Dataframe with clusters and environmental columns.

clust_col

Character. Name of column with cluster membership.

folds

Numeric. How many folds to use in cross-validation?

reps

Numeric. How many repeats of cross-validation?

down_sample

Logical. If TRUE, the sample.fraction argument to ranger::ranger() is set to the minimum number of sites in any one cluster divided by the total number of sites.

range_m

Numeric. The distance in metres (regardless of the unit of the reference system of the input data) for block size(s) if using blockCV::spatialBlock().
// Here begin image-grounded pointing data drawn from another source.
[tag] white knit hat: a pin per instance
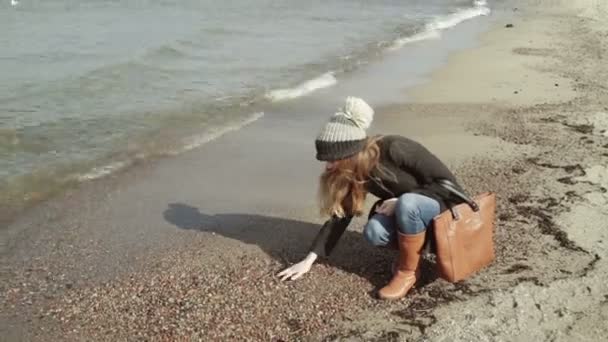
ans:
(344, 134)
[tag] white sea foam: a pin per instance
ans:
(323, 81)
(102, 171)
(451, 20)
(198, 140)
(424, 35)
(189, 144)
(434, 28)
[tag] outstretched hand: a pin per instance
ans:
(296, 271)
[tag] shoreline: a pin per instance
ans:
(225, 249)
(18, 194)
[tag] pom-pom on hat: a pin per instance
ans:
(344, 135)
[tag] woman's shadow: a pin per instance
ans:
(285, 239)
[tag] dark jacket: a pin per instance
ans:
(404, 166)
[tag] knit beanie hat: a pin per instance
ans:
(344, 134)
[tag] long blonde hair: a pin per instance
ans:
(342, 189)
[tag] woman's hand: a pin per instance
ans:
(296, 271)
(387, 207)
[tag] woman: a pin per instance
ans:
(400, 172)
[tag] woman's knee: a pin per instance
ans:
(407, 205)
(375, 233)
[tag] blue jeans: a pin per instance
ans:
(413, 214)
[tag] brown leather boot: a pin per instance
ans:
(410, 249)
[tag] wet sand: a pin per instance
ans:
(187, 248)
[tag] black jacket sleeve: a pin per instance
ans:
(415, 159)
(328, 236)
(418, 161)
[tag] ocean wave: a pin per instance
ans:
(196, 141)
(424, 35)
(433, 29)
(324, 81)
(451, 20)
(187, 145)
(102, 171)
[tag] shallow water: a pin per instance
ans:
(88, 87)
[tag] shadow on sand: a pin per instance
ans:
(283, 239)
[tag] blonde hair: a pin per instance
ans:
(342, 189)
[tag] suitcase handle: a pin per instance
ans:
(452, 188)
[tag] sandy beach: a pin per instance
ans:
(187, 248)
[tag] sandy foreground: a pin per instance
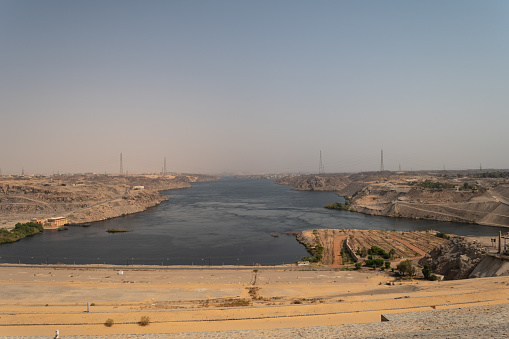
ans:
(40, 300)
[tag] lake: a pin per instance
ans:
(230, 222)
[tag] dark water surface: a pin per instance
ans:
(222, 222)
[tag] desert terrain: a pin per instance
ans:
(84, 198)
(41, 300)
(462, 196)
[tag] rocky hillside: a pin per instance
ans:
(456, 259)
(83, 198)
(465, 197)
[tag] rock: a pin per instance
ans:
(455, 259)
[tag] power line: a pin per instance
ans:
(121, 165)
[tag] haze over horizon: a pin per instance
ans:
(253, 86)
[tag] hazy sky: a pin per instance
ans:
(253, 86)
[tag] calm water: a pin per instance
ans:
(222, 222)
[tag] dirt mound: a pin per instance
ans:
(456, 259)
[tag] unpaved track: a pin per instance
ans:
(37, 301)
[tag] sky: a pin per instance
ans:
(253, 86)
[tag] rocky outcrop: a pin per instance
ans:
(84, 198)
(455, 259)
(322, 182)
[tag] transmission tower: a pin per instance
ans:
(121, 165)
(320, 165)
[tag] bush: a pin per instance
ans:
(375, 262)
(406, 267)
(144, 321)
(426, 271)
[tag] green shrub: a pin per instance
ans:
(144, 321)
(442, 235)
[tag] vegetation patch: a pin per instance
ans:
(442, 235)
(144, 321)
(315, 251)
(338, 206)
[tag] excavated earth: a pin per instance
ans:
(400, 195)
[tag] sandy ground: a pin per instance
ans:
(40, 300)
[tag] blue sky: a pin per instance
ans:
(253, 86)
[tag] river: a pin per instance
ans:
(230, 222)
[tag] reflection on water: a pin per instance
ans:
(224, 222)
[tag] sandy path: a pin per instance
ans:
(45, 299)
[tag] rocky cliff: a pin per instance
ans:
(321, 182)
(456, 259)
(84, 198)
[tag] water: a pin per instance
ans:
(223, 222)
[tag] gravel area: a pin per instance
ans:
(470, 322)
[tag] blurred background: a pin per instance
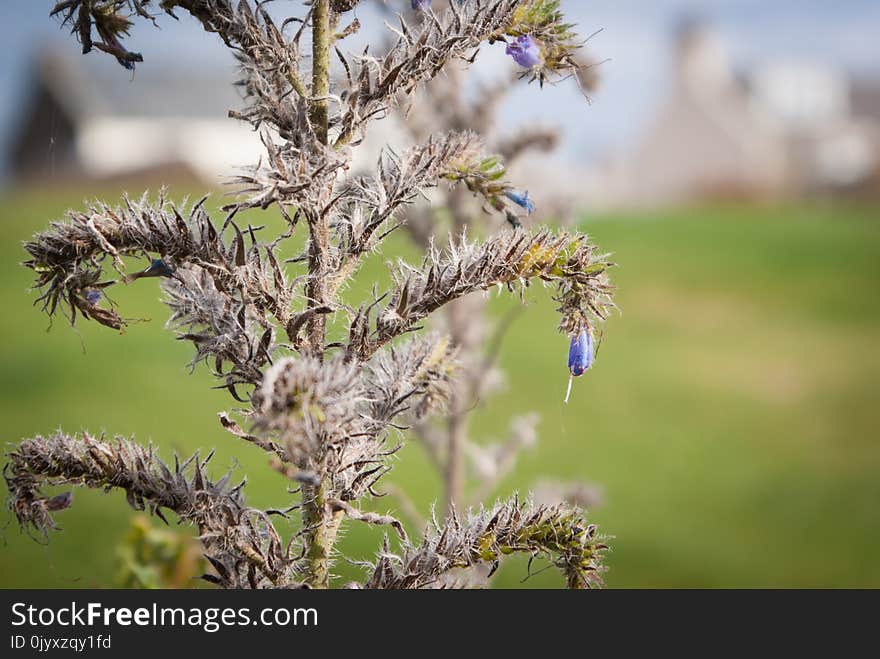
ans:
(730, 161)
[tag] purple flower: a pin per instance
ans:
(580, 353)
(580, 357)
(93, 296)
(525, 51)
(521, 199)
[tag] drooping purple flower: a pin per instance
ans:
(521, 199)
(93, 296)
(580, 356)
(580, 353)
(158, 268)
(525, 51)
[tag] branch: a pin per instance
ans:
(368, 518)
(509, 259)
(240, 542)
(556, 532)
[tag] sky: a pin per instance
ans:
(635, 39)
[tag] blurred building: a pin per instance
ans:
(85, 117)
(784, 129)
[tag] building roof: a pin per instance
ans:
(93, 86)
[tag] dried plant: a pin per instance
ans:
(328, 414)
(471, 471)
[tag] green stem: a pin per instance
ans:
(320, 524)
(321, 35)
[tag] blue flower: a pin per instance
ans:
(525, 51)
(93, 296)
(580, 353)
(580, 357)
(158, 268)
(521, 199)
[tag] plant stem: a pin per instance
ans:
(320, 67)
(319, 523)
(321, 526)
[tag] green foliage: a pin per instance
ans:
(156, 557)
(733, 425)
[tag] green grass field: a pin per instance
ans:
(732, 416)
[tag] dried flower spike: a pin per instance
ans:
(580, 357)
If reps > 1, an equivalent number of range_m values are required to ensure the folds are different between repetitions. repeated_spcv_block.

set_min

FALSE or numeric. If numeric, classes in clust_col with less than set_min cases will be filtered.

mlr3_cv_method

Method to use with mlr3::rsmp() (as character, e.g. "repeated_cv" or "repeated_spcv_block".

coords

Character vector of length 2. Names of columns in env_df with x and y coordinates.

crs_df

Coordinate reference system for coords. Passed to the crs argument of sf::st_as_sf().